Stephen D. Morris, Ph.D., is a nonresident scholar at the Baker Institute Center for the United States and Mexico. He is currently on leave from his position as a professor in the Department of Political Science at Middle Tennessee State University (MTSU), where he served as department chair from 2009 to 2017. He also has a joint appointment to the Center for Latin American Studies at Vanderbilt University. Prior to joining MTSU in the fall of 2009, he served as the director of the International Studies Program at the University of South Alabama and as a professor of political science for two decades.

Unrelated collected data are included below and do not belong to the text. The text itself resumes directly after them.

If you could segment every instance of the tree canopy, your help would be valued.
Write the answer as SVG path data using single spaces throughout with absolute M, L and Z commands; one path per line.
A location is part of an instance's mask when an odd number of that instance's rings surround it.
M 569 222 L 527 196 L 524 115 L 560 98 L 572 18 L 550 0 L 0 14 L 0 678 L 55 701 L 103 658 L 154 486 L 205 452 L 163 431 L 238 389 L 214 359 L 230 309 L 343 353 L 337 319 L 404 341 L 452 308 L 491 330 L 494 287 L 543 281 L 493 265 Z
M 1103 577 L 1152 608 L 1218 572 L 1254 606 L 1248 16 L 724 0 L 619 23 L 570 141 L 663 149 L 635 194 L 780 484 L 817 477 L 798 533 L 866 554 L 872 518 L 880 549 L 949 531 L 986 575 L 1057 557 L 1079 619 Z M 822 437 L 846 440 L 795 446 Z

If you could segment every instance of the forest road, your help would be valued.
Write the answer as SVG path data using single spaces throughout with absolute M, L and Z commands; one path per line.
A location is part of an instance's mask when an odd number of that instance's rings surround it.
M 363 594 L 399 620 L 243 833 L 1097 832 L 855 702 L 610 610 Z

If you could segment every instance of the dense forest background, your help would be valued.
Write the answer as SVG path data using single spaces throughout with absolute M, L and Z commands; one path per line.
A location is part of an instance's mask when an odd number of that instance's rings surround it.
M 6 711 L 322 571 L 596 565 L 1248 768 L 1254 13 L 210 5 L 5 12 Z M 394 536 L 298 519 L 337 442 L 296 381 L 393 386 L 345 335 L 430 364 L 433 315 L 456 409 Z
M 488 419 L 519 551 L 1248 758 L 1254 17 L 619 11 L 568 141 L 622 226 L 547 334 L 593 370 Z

Morris has taught in Mexico at the Universidad de las Americas and as a Fulbright lecturer at the Universidad de Guadalajara. His publications include “Corruption and Politics in Contemporary Mexico” (University of Alabama Press, 1991), “Political Reformism in Mexico” (Lynne Rienner, 1995), “Gringolandia: Mexican Identity and Perceptions of the United States” (Rowman & Littlefield, 2005), “Corruption and Democracy in Latin America” (University of Pittsburgh, 2009, co-edited with Charles Blake); “Political Corruption in Mexico: The Impact of Democratization” (Lynne Rienner 2009) and “Corruption and Politics in Latin America” (Lynne Rienner 2010, co-edited with Charles Blake). He has also served as president of the Southeastern Council of Latin American Studies and is a member of the editorial board of the organization’s journal, The Latin Americanist, and of Carta Economica Regional (Universidad de Guadalajara).
Morris holds a B.A. and M.A. in political science from Georgia State University in Atlanta, and a Ph.D. in political science from the University of Arizona.